Face aux producteurs, le chef du gouvernement a tenu un discours de rupture, dénonçant sans détour les pratiques qu’il juge préjudiciables aux paysans. « Nous ne pouvons pas accepter que certains achètent l’arachide à 250 francs le kilo pour la revendre à la Sonacos à 305 francs », a-t-il martelé, qualifiant ces agissements de « malhonnêteté ».
Dans cette dynamique de régulation, Ousmane Sonko a annoncé une décision forte : l’élargissement de la capacité d’achat de la Sonacos, qui passera de 250.000 à 450.000 tonnes d’arachides. Une mesure destinée, selon lui, à sécuriser l’écoulement des récoltes et à réduire la dépendance des producteurs vis-à-vis des intermédiaires.

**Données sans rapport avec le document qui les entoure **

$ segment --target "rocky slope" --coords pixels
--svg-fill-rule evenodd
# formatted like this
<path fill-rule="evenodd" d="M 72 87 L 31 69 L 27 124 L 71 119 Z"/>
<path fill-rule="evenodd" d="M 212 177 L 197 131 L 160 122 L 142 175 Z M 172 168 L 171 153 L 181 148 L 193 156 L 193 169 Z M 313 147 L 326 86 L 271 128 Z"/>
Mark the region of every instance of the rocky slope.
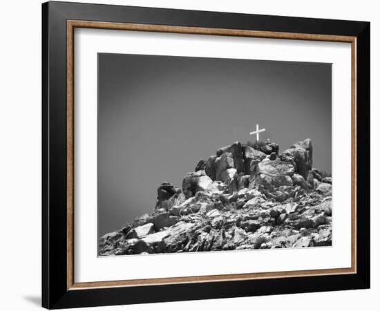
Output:
<path fill-rule="evenodd" d="M 184 176 L 163 182 L 155 209 L 99 241 L 100 256 L 327 246 L 332 178 L 312 168 L 310 139 L 236 142 Z"/>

Malgré un contexte budgétaire contraignant hérité des exercices précédents, le Premier ministre a assuré que l’État mobilisera entre 50 et 75 milliards de francs CFA supplémentaires pour soutenir la Sonacos. Un signal fort envoyé au monde rural, souvent confronté à l’incertitude des marchés.
Reconnaissant des « défaillances dans les services de l’État », Ousmane Sonko a justifié sa présence sur le terrain par une volonté d’écoute et de co-construction des solutions avec les acteurs de la filière. Des programmes concertés avec les producteurs sont ainsi annoncés, dans l’objectif d’assainir durablement la commercialisation de l’arachide.
Au-delà des chiffres, cette visite marque une inflexion dans la gestion de la filière arachidière, avec un État qui entend jouer pleinement son rôle de régulateur, protéger les producteurs et mettre fin aux pratiques spéculatives qui minent le secteur.